Exames de imagem, como ressonância magnética e ultrassonografias também podem ser solicitados.

Outros exames que podem ser solicitados são espermogramas (em caso de infertilidade); biópsia vesical, para detectar uma suspeita de câncer de bexiga; fluxometria, para avaliar o fluxo urinário; e uretrocistoscopia, um exame em que a uretra e a bexiga são visualizadas por um endoscópio para detectar inflamações, estreitamentos ou tumores.

Em caso de câncer de próstata, um exame muito útil para identificar a doença é um marcador tumoral chamado PSA, detectado no exame de sangue.
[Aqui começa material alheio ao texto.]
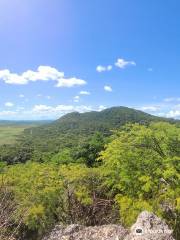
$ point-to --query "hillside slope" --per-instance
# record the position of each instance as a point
(74, 128)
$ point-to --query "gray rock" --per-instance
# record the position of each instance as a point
(147, 227)
(77, 232)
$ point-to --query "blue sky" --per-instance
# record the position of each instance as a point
(60, 56)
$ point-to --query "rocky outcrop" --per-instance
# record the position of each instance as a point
(147, 227)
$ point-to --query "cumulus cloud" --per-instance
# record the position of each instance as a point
(84, 93)
(150, 108)
(9, 104)
(108, 88)
(101, 68)
(76, 99)
(173, 114)
(121, 63)
(5, 114)
(172, 99)
(59, 109)
(43, 73)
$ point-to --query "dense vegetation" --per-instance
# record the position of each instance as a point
(90, 174)
(10, 130)
(72, 131)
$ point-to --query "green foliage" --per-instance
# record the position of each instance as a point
(142, 164)
(72, 130)
(88, 153)
(80, 173)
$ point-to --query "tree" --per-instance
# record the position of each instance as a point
(88, 152)
(142, 165)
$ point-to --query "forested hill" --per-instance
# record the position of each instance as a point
(71, 132)
(76, 127)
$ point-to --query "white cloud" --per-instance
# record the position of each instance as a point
(172, 99)
(121, 63)
(43, 73)
(108, 88)
(7, 113)
(101, 68)
(101, 107)
(76, 99)
(59, 110)
(84, 93)
(173, 114)
(9, 104)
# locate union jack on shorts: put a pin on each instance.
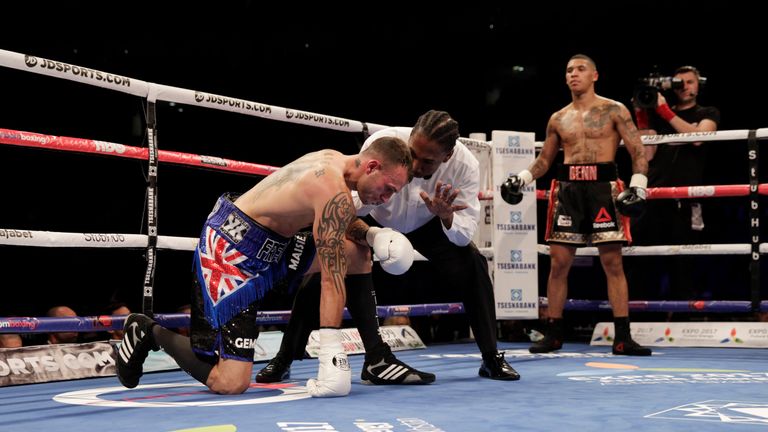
(219, 264)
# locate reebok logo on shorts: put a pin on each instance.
(235, 227)
(603, 219)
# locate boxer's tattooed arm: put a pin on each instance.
(357, 230)
(331, 226)
(632, 141)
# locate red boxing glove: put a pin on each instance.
(641, 116)
(665, 112)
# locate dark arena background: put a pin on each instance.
(491, 65)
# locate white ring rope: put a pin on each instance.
(154, 92)
(20, 237)
(161, 92)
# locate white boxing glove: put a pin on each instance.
(334, 377)
(393, 249)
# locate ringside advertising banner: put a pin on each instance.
(45, 363)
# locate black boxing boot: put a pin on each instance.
(623, 344)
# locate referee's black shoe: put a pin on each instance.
(137, 342)
(277, 370)
(390, 370)
(495, 367)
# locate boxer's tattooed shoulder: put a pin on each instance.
(331, 227)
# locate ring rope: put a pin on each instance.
(155, 92)
(176, 320)
(158, 92)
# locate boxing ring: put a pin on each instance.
(554, 387)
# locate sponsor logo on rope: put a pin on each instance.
(15, 233)
(695, 191)
(212, 160)
(108, 147)
(104, 238)
(27, 323)
(316, 118)
(202, 97)
(77, 71)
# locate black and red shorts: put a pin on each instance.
(582, 207)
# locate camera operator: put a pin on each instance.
(669, 221)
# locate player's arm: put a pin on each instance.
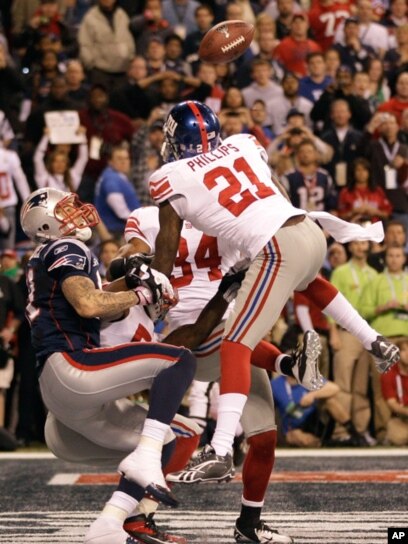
(89, 302)
(191, 336)
(167, 240)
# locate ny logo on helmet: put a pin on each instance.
(170, 125)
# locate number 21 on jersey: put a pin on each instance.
(225, 198)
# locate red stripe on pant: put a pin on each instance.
(258, 465)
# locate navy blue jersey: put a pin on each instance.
(55, 325)
(311, 193)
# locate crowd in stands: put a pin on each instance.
(323, 87)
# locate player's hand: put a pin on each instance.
(231, 283)
(144, 294)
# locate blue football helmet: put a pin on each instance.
(191, 128)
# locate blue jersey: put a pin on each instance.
(55, 325)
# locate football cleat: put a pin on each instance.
(148, 476)
(385, 354)
(261, 532)
(145, 530)
(206, 467)
(107, 531)
(306, 362)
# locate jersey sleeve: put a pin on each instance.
(143, 224)
(66, 258)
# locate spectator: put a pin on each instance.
(398, 103)
(11, 90)
(278, 108)
(396, 58)
(353, 52)
(394, 236)
(174, 62)
(283, 14)
(310, 187)
(104, 126)
(131, 99)
(351, 363)
(234, 102)
(342, 87)
(55, 170)
(395, 391)
(264, 132)
(181, 15)
(282, 150)
(388, 157)
(324, 17)
(78, 90)
(333, 62)
(204, 17)
(12, 178)
(396, 16)
(379, 89)
(403, 131)
(266, 42)
(24, 10)
(115, 196)
(301, 413)
(262, 86)
(362, 200)
(57, 100)
(43, 77)
(294, 49)
(371, 34)
(106, 44)
(145, 152)
(344, 140)
(150, 23)
(384, 302)
(312, 85)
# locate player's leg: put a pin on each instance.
(292, 259)
(108, 374)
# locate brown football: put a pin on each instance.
(226, 41)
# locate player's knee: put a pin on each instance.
(264, 443)
(188, 363)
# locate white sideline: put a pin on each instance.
(280, 452)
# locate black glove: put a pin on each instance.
(231, 283)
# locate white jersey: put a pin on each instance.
(228, 193)
(135, 327)
(200, 263)
(10, 172)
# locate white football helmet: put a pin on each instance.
(50, 214)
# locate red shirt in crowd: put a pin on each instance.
(394, 385)
(394, 105)
(324, 20)
(292, 54)
(351, 199)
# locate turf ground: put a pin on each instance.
(318, 497)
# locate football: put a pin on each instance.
(226, 41)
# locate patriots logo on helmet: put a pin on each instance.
(76, 261)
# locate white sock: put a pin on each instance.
(155, 429)
(119, 506)
(146, 506)
(230, 407)
(347, 317)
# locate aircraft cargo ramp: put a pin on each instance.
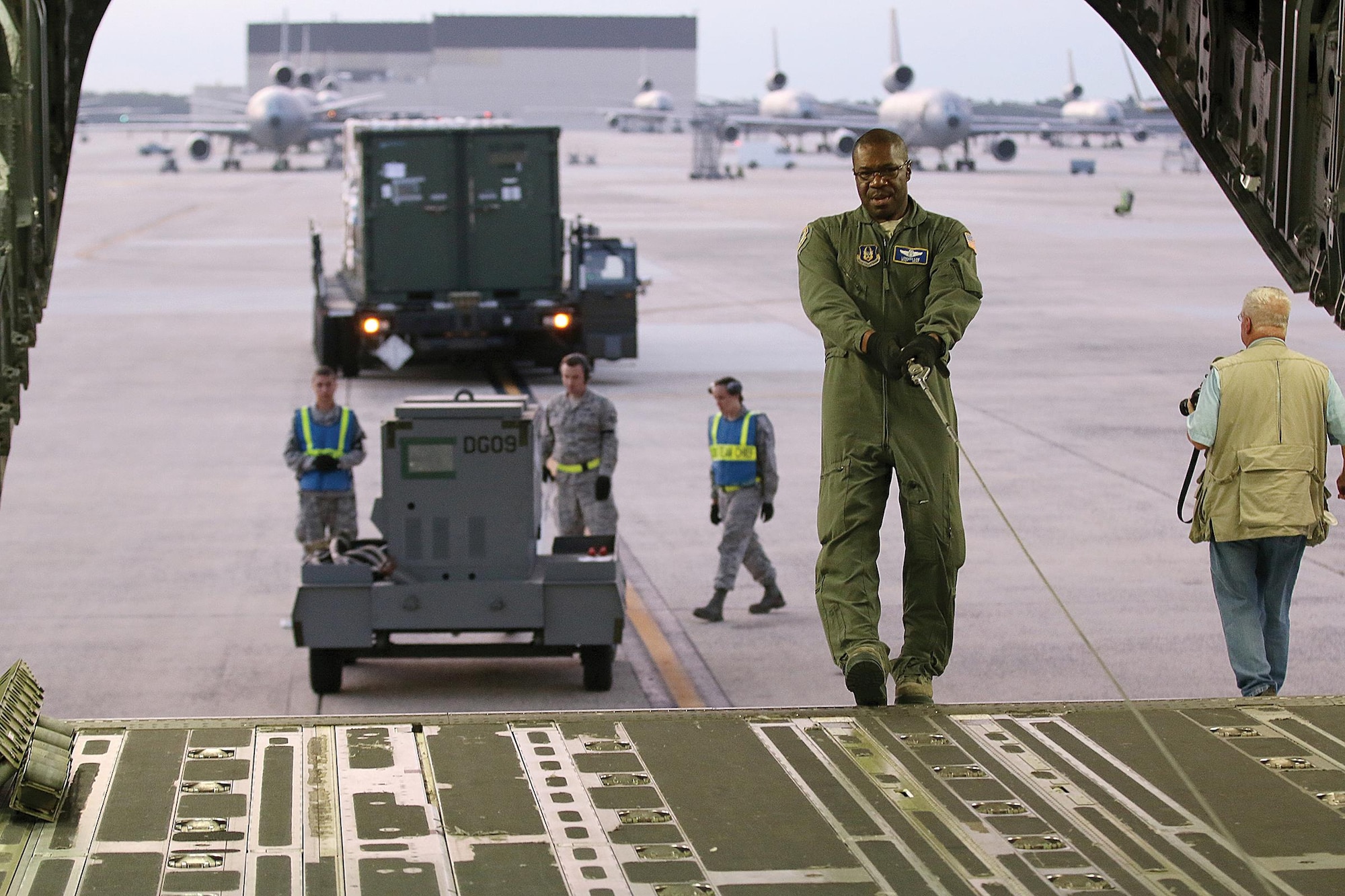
(950, 801)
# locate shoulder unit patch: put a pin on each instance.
(910, 256)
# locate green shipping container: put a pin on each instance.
(435, 209)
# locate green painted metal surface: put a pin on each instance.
(949, 801)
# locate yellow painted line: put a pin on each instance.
(661, 651)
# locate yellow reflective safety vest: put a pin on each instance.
(334, 440)
(734, 451)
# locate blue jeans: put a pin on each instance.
(1254, 583)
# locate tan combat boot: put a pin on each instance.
(915, 689)
(867, 676)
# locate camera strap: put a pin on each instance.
(1186, 486)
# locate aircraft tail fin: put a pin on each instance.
(896, 40)
(1130, 71)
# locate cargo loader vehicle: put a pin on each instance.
(462, 514)
(455, 245)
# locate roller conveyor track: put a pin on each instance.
(968, 801)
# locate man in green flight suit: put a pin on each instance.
(887, 284)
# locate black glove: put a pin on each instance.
(883, 354)
(926, 352)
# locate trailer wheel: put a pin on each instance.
(598, 666)
(325, 666)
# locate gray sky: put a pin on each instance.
(984, 49)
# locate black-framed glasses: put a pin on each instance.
(887, 173)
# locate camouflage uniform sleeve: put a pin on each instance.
(548, 434)
(609, 439)
(357, 446)
(822, 291)
(295, 456)
(767, 469)
(954, 286)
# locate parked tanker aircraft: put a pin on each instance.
(293, 111)
(650, 111)
(933, 119)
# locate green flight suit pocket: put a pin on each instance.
(1276, 486)
(832, 502)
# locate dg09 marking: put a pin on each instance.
(490, 444)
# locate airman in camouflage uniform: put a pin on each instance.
(579, 451)
(743, 482)
(325, 444)
(887, 284)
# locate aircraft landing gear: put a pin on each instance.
(966, 163)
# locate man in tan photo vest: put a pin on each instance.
(1264, 417)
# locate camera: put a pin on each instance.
(1188, 405)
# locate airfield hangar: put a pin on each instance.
(555, 71)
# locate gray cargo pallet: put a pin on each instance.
(950, 801)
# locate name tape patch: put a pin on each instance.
(910, 256)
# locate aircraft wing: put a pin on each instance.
(789, 127)
(182, 126)
(348, 103)
(987, 126)
(638, 116)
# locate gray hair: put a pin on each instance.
(1268, 307)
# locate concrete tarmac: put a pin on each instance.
(146, 525)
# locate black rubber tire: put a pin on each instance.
(325, 667)
(598, 666)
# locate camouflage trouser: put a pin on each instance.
(576, 507)
(740, 545)
(323, 516)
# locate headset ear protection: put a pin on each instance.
(576, 360)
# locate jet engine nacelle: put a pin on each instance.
(198, 146)
(1004, 150)
(898, 79)
(843, 142)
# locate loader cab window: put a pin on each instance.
(609, 266)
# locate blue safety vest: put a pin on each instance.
(734, 451)
(334, 439)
Como são variadas as doenças ligadas ao sistema urinário, muitos tratamentos podem ser prescritos de acordo com o relato de cada paciente. Entre as opções, estão medicamentos, cirurgias, quimioterapia e radioterapia, entre outros.

Cuidados

Alguns cuidados para evitar infecções são importantes, como beber pelo menos dois litros de água por dia, para estimular a produção de urina, e evitar ficar muito tempo sem esvaziar a bexiga.

É necessário manter a higiene local da forma correta para reduzir as chances de contaminação. Em mulheres, é necessário ter cuidados e higiene após a evacuação e a relação sexual.

Roupas íntimas de material sintético podem facilitar a proliferação de bactérias e deixar o local úmido. Tenha sempre preferência por tecidos de algodão que ajudam a manter o local seco e, assim, menos favorável a infecções.